The acceptance of storage area networks (SANs) incorporating expanded link lengths has begun to put the fiber back into Fibre Channel, says a manager at one component manufacturer. New transceiver and Gigabit interface-converter (GBIC) technology will evolve to keep pace, particularly as applications shift to 2 Gbits/sec and standards bodies begin to discuss a move toward 10 Gbits/sec.
"Over the last couple of years, we've seen a lot more inclusion of optical in the systems. At 1 Gbit/sec, more than half of the market right now is using optics," says Brian Gregory, product-marketing manager for optoelectronics at Molex Inc. (Lisle, IL). Molex makes components for both copper- and fiber-based Fibre Channel applications. "All the new designs, as far as I can tell, are incorporating optics. There are very, very few people out there that don't have a lot of optics on their systems and aren't making a lot of plans to incorporate even more."

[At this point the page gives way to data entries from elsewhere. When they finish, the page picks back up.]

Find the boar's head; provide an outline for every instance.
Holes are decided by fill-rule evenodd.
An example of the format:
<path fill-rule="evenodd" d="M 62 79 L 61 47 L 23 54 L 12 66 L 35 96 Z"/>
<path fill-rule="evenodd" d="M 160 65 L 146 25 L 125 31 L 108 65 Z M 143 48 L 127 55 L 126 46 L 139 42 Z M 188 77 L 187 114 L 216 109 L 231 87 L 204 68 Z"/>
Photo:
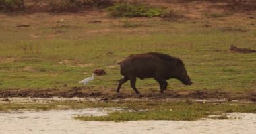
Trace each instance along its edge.
<path fill-rule="evenodd" d="M 184 64 L 180 59 L 177 59 L 174 68 L 174 76 L 175 78 L 179 80 L 185 85 L 192 84 L 192 82 L 187 74 Z"/>

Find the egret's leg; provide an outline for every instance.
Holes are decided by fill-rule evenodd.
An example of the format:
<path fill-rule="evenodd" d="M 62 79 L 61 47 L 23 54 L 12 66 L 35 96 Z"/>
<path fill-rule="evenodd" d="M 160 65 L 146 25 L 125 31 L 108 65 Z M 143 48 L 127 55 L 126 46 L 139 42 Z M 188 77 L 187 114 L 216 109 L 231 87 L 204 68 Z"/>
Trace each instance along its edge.
<path fill-rule="evenodd" d="M 121 86 L 122 86 L 123 84 L 125 83 L 128 80 L 129 80 L 128 77 L 127 77 L 125 76 L 119 80 L 119 83 L 117 88 L 117 92 L 120 92 Z"/>

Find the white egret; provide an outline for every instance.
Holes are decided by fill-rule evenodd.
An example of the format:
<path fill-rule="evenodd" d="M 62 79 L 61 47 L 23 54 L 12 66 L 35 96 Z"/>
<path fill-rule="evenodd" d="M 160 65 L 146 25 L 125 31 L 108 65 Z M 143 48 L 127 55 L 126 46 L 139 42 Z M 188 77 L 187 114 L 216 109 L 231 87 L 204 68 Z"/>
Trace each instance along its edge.
<path fill-rule="evenodd" d="M 90 82 L 94 80 L 94 76 L 96 76 L 96 74 L 92 73 L 92 77 L 86 78 L 79 81 L 79 83 L 86 85 L 86 84 L 88 84 Z"/>

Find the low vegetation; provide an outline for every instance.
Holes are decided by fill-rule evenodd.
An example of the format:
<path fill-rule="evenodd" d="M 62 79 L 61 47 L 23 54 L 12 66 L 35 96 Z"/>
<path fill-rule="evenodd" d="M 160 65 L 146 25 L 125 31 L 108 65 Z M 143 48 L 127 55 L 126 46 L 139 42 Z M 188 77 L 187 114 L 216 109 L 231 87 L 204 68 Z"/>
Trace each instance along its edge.
<path fill-rule="evenodd" d="M 109 15 L 113 17 L 159 17 L 164 16 L 162 9 L 150 7 L 146 5 L 117 3 L 106 8 Z"/>
<path fill-rule="evenodd" d="M 137 120 L 198 120 L 209 115 L 220 115 L 216 119 L 226 119 L 224 113 L 241 112 L 256 113 L 253 103 L 210 103 L 195 102 L 129 101 L 87 102 L 77 100 L 39 101 L 27 103 L 1 103 L 0 111 L 77 109 L 87 107 L 121 107 L 123 111 L 110 111 L 108 116 L 79 115 L 77 119 L 84 121 L 137 121 Z M 127 111 L 129 110 L 129 111 Z"/>

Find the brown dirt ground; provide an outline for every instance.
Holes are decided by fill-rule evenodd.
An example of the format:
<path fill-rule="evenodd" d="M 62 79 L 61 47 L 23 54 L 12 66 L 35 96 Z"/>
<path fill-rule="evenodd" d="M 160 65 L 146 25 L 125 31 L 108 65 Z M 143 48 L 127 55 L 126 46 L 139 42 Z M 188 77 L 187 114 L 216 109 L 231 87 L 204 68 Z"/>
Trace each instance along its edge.
<path fill-rule="evenodd" d="M 132 91 L 132 90 L 131 90 Z M 82 87 L 73 87 L 69 90 L 47 88 L 41 90 L 24 89 L 1 90 L 0 98 L 32 97 L 32 98 L 94 98 L 98 100 L 115 100 L 126 98 L 141 98 L 145 100 L 169 99 L 204 99 L 220 100 L 226 101 L 245 100 L 256 101 L 256 92 L 231 92 L 220 90 L 166 90 L 164 94 L 154 90 L 135 95 L 133 92 L 124 91 L 117 94 L 114 89 L 103 91 L 92 91 Z"/>

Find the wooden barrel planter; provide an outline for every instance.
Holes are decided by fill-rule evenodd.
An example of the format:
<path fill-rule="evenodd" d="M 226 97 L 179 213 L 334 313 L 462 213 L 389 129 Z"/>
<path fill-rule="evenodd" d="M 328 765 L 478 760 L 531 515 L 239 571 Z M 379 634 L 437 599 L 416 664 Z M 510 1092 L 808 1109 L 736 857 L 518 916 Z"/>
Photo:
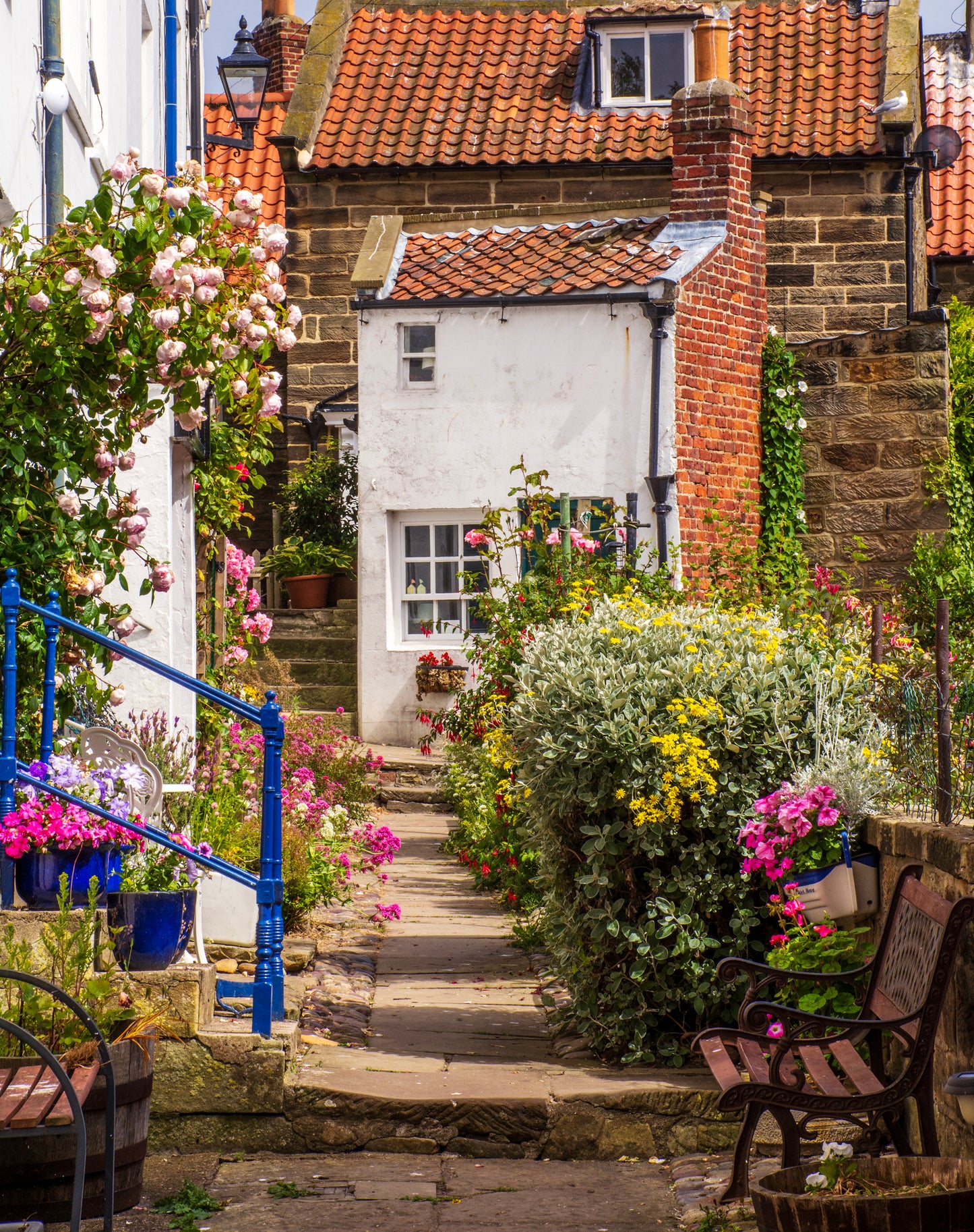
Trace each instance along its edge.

Gregory sees growth in the demand for equipment with optical interfaces as the length of SAN connections increases. SANs enable network managers to link individual data-storage devices into shared networks. The ability to create such networks over long distances and at potentially multigigabit speeds has enabled Fibre Channel to replace SCSI as the interface of choice for storage applications.
The use of fiber optics in Fibre Channel, however, has lagged that of copper, which has been the traditional medium for providing storage devices with communications capability. With network planners now looking to extend the distances they expect SANs to cover, fiber is becoming increasingly popular, says Gregory.
"There are a lot of situations where fiber makes a lot of sense," Gregory explains. "If you have very large storage devices, especially with some of the new Internet stuff that's coming on where people have massive storage needs, it lets you space those around and move them to different areas. Especially if you need to back up stuff--if you have a second location where you're taking your data and backing it up, it gives you a lot more options. For 10-km singlemode [applications], people can use dark fiber." For example, he notes that banks in New York are leasing dark fiber to connect their main computers in the city with backup storage facilities in New Jersey. Such applications will drive greater demand for optical technology in Fibre Channel systems, particularly as speeds increase.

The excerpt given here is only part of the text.